An expert draws 7 lessons about US gun laws from the murder of Ahmaud Arbery and the Rittenhouse verdict
As the country awaits a U.S. Supreme Court decision in a New York state case that may create a federal constitutional right to carry guns outside the home, what lessons can the nation draw from the recent acquittal in Wisconsin of Kyle Rittenhouse and the convictions in the murder of Ahmaud Arbery in Georgia?
The obvious first lesson is that no one would be dead, maimed or going to prison if the men in these cases had not possessed firearms or had just left their weapons at home. The man Rittenhouse maimed learned that his self-proclaimed constant gun carrying not only did not protect him or others, but simply added him to the victim count when he pointed his gun at Rittenhouse.
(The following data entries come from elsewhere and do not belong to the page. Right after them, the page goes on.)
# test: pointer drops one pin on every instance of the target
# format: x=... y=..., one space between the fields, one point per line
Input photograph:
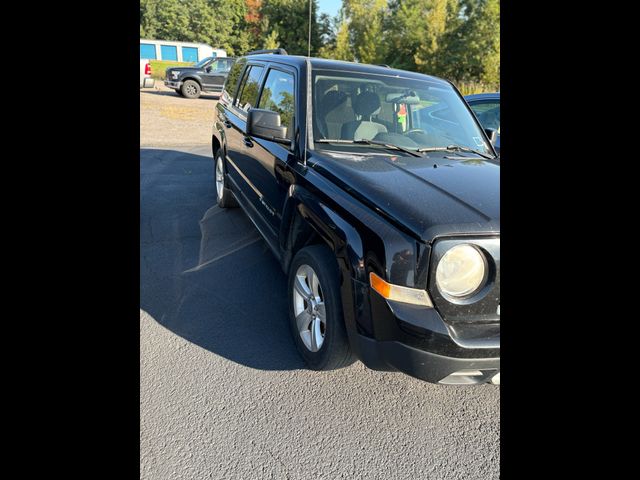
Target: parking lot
x=223 y=392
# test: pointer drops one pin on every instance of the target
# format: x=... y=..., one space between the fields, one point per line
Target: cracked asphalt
x=223 y=393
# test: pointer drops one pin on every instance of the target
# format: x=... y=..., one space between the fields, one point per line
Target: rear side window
x=278 y=96
x=249 y=87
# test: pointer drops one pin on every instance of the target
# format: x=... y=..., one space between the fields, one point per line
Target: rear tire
x=315 y=309
x=224 y=195
x=190 y=89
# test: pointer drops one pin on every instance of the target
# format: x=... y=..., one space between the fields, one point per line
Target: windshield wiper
x=456 y=148
x=370 y=142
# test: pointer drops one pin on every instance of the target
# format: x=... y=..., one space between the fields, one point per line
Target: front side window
x=148 y=50
x=169 y=52
x=203 y=62
x=249 y=87
x=189 y=54
x=407 y=112
x=278 y=96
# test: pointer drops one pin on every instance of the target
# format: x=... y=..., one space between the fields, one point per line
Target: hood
x=442 y=193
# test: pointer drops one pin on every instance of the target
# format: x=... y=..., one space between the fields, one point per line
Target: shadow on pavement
x=205 y=273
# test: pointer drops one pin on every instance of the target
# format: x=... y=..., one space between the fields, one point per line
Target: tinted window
x=169 y=52
x=231 y=82
x=488 y=113
x=277 y=96
x=248 y=92
x=222 y=65
x=147 y=50
x=413 y=113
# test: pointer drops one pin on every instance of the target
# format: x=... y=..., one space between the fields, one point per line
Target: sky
x=329 y=6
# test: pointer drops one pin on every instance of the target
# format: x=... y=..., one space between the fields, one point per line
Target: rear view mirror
x=493 y=135
x=266 y=124
x=408 y=99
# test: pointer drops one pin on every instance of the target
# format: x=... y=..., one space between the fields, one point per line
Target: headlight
x=461 y=271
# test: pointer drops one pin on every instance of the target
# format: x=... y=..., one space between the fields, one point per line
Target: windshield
x=203 y=62
x=410 y=113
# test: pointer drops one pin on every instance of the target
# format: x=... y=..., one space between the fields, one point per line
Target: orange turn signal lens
x=379 y=285
x=389 y=291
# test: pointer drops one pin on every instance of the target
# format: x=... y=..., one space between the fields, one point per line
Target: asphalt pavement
x=223 y=392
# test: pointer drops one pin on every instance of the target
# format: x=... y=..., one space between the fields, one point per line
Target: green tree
x=290 y=19
x=415 y=29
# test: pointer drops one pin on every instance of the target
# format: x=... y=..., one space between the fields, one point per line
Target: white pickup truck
x=145 y=74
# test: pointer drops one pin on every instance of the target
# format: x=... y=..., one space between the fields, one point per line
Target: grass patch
x=158 y=67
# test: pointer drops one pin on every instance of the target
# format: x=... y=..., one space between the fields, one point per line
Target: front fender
x=361 y=241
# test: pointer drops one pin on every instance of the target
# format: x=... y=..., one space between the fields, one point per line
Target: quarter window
x=248 y=91
x=278 y=96
x=231 y=82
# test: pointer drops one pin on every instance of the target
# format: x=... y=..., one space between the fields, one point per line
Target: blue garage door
x=189 y=54
x=167 y=52
x=147 y=50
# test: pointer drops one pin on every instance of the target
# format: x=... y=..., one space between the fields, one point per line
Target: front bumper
x=172 y=84
x=428 y=366
x=415 y=340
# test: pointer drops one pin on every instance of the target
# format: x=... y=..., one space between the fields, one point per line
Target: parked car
x=145 y=74
x=208 y=75
x=386 y=222
x=486 y=106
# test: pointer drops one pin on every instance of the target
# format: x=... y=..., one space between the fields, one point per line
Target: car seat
x=365 y=106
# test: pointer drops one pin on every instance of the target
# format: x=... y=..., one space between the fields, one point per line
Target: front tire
x=315 y=309
x=224 y=195
x=190 y=89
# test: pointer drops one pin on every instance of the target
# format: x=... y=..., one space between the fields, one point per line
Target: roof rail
x=277 y=51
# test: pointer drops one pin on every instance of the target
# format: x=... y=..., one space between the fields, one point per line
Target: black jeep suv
x=378 y=192
x=208 y=75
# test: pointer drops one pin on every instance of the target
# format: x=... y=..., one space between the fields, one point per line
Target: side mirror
x=266 y=124
x=493 y=135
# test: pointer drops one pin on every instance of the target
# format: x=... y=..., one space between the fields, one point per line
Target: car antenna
x=306 y=124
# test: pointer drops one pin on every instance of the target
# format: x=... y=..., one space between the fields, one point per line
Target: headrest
x=332 y=99
x=366 y=104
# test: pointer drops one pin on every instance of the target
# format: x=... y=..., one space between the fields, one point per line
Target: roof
x=327 y=64
x=174 y=42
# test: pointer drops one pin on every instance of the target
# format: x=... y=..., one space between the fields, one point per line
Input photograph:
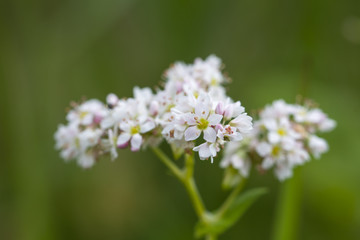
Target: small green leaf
x=218 y=224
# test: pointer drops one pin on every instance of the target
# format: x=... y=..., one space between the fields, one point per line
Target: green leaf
x=218 y=224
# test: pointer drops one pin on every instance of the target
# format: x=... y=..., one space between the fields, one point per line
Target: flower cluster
x=191 y=112
x=79 y=139
x=283 y=137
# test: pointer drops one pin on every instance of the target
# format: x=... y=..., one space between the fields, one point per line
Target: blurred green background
x=53 y=52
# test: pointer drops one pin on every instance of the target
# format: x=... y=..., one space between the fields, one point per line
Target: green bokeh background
x=53 y=52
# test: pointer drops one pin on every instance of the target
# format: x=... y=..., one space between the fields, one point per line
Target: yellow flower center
x=82 y=114
x=213 y=82
x=281 y=132
x=203 y=124
x=134 y=130
x=196 y=94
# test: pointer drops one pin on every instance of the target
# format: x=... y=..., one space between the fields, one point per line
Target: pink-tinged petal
x=238 y=109
x=210 y=134
x=273 y=137
x=219 y=108
x=125 y=126
x=212 y=149
x=123 y=139
x=192 y=133
x=270 y=124
x=267 y=163
x=190 y=118
x=263 y=149
x=236 y=137
x=214 y=119
x=86 y=160
x=148 y=126
x=201 y=110
x=204 y=151
x=136 y=142
x=229 y=111
x=243 y=123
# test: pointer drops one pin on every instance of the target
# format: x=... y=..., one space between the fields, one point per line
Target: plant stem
x=230 y=198
x=210 y=237
x=167 y=161
x=288 y=209
x=186 y=177
x=191 y=187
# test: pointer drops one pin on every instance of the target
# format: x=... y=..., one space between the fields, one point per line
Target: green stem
x=210 y=237
x=191 y=187
x=167 y=161
x=186 y=177
x=288 y=209
x=230 y=199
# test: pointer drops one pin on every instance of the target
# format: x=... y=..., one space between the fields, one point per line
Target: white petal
x=214 y=119
x=123 y=138
x=148 y=126
x=125 y=126
x=86 y=160
x=263 y=149
x=189 y=118
x=273 y=137
x=136 y=141
x=192 y=133
x=267 y=163
x=283 y=172
x=209 y=134
x=201 y=110
x=270 y=124
x=204 y=151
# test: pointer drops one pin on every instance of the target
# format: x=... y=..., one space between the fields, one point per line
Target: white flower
x=207 y=150
x=233 y=158
x=317 y=146
x=131 y=131
x=113 y=144
x=89 y=138
x=202 y=121
x=243 y=123
x=111 y=100
x=86 y=160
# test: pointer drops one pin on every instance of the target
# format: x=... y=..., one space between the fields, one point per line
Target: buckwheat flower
x=283 y=138
x=317 y=146
x=236 y=158
x=131 y=132
x=202 y=121
x=87 y=113
x=280 y=131
x=207 y=150
x=228 y=133
x=113 y=144
x=86 y=159
x=112 y=100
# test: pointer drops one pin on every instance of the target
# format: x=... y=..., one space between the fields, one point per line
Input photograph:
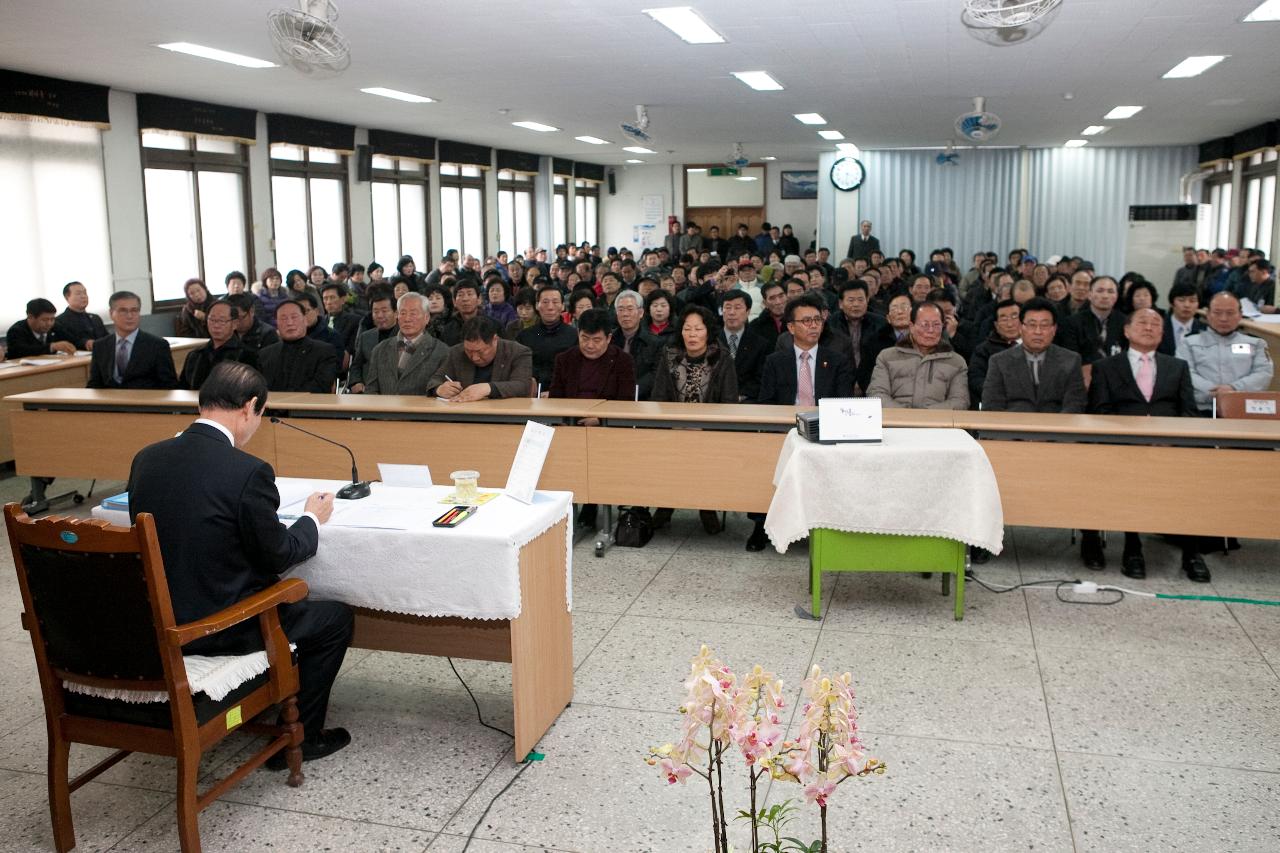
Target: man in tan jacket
x=922 y=372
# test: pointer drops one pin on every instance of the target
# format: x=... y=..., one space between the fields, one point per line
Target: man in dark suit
x=484 y=366
x=37 y=334
x=744 y=345
x=406 y=363
x=224 y=345
x=1183 y=318
x=215 y=512
x=297 y=361
x=801 y=374
x=77 y=324
x=862 y=245
x=131 y=357
x=1142 y=382
x=1036 y=375
x=1096 y=331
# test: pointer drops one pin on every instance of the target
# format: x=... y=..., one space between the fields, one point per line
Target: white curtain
x=1079 y=200
x=53 y=222
x=914 y=203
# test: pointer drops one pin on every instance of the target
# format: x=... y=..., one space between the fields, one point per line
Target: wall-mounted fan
x=640 y=129
x=978 y=126
x=306 y=39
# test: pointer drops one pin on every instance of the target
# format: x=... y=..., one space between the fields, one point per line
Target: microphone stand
x=353 y=491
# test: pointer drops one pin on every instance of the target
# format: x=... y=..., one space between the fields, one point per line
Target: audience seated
x=37 y=334
x=297 y=361
x=549 y=337
x=224 y=345
x=484 y=366
x=1142 y=382
x=1034 y=375
x=1223 y=359
x=406 y=364
x=922 y=370
x=77 y=324
x=131 y=357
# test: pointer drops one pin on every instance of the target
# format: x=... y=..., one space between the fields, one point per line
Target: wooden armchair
x=96 y=605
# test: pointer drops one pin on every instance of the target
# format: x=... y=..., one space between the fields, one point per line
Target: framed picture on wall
x=800 y=185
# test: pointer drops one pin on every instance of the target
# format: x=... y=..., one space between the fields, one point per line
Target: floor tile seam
x=1089 y=753
x=1052 y=734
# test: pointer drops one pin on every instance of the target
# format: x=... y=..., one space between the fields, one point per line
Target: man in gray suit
x=406 y=363
x=1036 y=375
x=484 y=366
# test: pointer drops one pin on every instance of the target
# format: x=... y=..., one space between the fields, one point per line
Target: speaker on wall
x=364 y=163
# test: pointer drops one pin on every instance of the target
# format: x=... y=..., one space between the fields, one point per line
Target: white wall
x=800 y=213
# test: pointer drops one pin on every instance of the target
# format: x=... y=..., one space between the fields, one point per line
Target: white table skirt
x=917 y=482
x=408 y=566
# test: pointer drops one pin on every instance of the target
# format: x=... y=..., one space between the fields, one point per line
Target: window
x=53 y=222
x=401 y=210
x=197 y=210
x=560 y=213
x=462 y=209
x=586 y=200
x=515 y=211
x=309 y=206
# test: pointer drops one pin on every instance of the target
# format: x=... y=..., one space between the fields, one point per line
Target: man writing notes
x=215 y=512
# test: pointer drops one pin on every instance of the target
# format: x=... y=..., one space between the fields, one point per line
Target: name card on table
x=850 y=419
x=528 y=465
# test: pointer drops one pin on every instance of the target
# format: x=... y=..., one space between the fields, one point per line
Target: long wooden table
x=1092 y=471
x=68 y=372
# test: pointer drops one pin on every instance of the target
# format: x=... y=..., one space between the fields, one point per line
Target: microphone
x=353 y=491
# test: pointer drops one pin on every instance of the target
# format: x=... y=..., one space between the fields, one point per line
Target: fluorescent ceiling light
x=220 y=55
x=1192 y=67
x=686 y=23
x=759 y=81
x=398 y=95
x=1123 y=112
x=1269 y=10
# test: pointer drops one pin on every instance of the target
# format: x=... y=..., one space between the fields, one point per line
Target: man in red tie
x=1142 y=382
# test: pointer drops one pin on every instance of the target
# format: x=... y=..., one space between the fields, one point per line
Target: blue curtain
x=917 y=204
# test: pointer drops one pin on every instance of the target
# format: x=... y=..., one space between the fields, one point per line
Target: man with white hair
x=406 y=363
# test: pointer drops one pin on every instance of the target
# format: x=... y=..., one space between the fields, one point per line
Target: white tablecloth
x=407 y=566
x=917 y=482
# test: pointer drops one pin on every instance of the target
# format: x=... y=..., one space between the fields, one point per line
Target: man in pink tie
x=1146 y=383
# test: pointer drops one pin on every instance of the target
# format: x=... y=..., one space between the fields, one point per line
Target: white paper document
x=850 y=419
x=416 y=477
x=528 y=465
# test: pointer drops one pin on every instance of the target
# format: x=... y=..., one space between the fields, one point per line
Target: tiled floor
x=1033 y=724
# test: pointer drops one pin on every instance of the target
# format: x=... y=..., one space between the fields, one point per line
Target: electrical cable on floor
x=479 y=716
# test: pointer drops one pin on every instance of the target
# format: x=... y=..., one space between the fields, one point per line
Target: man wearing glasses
x=922 y=372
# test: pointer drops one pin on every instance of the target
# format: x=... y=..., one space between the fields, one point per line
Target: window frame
x=193 y=160
x=309 y=169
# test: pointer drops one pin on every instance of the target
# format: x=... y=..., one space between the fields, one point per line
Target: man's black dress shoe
x=324 y=743
x=1133 y=565
x=1196 y=569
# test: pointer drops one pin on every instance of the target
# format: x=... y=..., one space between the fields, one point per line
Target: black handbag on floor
x=634 y=528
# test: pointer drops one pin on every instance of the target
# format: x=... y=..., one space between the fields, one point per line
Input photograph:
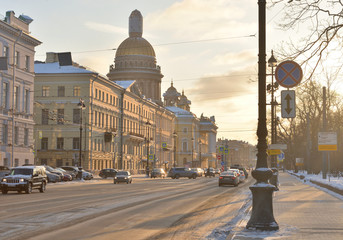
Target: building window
x=44 y=144
x=16 y=135
x=45 y=91
x=60 y=116
x=45 y=116
x=44 y=161
x=76 y=143
x=76 y=115
x=77 y=91
x=4 y=133
x=27 y=63
x=26 y=136
x=61 y=91
x=60 y=143
x=5 y=95
x=27 y=100
x=17 y=58
x=16 y=98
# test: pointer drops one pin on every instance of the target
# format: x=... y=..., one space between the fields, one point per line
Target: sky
x=208 y=48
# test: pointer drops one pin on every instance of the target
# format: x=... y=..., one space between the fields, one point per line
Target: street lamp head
x=174 y=134
x=272 y=62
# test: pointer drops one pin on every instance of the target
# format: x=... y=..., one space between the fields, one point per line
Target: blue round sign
x=288 y=74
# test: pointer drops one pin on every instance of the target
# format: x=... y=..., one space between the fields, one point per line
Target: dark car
x=158 y=172
x=239 y=167
x=53 y=177
x=228 y=178
x=178 y=172
x=108 y=172
x=210 y=172
x=24 y=178
x=122 y=176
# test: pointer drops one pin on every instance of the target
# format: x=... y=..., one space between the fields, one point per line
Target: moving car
x=199 y=171
x=108 y=172
x=24 y=178
x=122 y=176
x=239 y=167
x=228 y=178
x=177 y=172
x=158 y=172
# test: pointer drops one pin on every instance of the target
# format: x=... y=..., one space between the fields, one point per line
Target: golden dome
x=135 y=46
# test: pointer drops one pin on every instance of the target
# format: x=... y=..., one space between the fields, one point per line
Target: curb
x=331 y=188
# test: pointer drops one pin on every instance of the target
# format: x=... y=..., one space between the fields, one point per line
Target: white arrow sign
x=288 y=104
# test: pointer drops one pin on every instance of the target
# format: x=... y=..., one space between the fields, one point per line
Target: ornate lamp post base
x=262 y=217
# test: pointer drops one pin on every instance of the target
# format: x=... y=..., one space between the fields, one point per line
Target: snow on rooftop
x=125 y=84
x=56 y=68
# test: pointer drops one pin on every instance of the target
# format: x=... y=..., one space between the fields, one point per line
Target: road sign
x=288 y=74
x=327 y=141
x=288 y=104
x=278 y=146
x=273 y=151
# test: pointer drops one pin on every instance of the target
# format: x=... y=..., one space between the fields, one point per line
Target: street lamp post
x=82 y=106
x=147 y=148
x=262 y=217
x=200 y=153
x=175 y=136
x=192 y=139
x=272 y=62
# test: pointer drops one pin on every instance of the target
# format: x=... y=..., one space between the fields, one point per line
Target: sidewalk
x=302 y=212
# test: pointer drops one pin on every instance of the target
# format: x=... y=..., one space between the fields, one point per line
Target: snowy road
x=146 y=209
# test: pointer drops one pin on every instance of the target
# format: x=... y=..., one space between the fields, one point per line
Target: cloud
x=203 y=19
x=106 y=28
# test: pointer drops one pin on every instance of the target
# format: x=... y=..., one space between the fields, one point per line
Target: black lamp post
x=192 y=139
x=174 y=136
x=147 y=147
x=262 y=217
x=82 y=106
x=199 y=153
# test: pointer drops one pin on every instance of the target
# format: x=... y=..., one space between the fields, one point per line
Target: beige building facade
x=17 y=50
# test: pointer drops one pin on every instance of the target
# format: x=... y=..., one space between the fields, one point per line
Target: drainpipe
x=13 y=87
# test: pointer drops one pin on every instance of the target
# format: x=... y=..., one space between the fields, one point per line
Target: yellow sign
x=274 y=151
x=327 y=147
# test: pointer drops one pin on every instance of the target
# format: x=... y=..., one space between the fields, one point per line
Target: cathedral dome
x=135 y=46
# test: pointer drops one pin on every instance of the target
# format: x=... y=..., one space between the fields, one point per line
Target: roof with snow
x=125 y=84
x=56 y=68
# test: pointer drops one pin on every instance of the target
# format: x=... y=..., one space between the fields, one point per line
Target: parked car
x=68 y=176
x=24 y=178
x=199 y=171
x=158 y=172
x=241 y=176
x=210 y=172
x=228 y=178
x=108 y=172
x=122 y=176
x=239 y=167
x=178 y=172
x=52 y=177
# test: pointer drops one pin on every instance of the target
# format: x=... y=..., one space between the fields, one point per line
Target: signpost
x=327 y=141
x=288 y=104
x=288 y=74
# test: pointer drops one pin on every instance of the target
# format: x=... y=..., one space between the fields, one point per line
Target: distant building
x=17 y=50
x=232 y=152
During the oral argument in New York State Rifle & Pistol Association Inc. v. Bruen on Nov. 3, 2021, a number of the conservative Supreme Court justices seemed unaware of a second lesson: The best empirical evidence shows that carrying guns outside the home substantially elevates the risk to the public. As my own research and 14 academic papers in the past four years alone have shown, the restrictions on gun carrying in states like New York and California have reduced violent crime. Expanding the Second Amendment beyond its current scope of a right to possess a gun in the home would likely reverse this progress.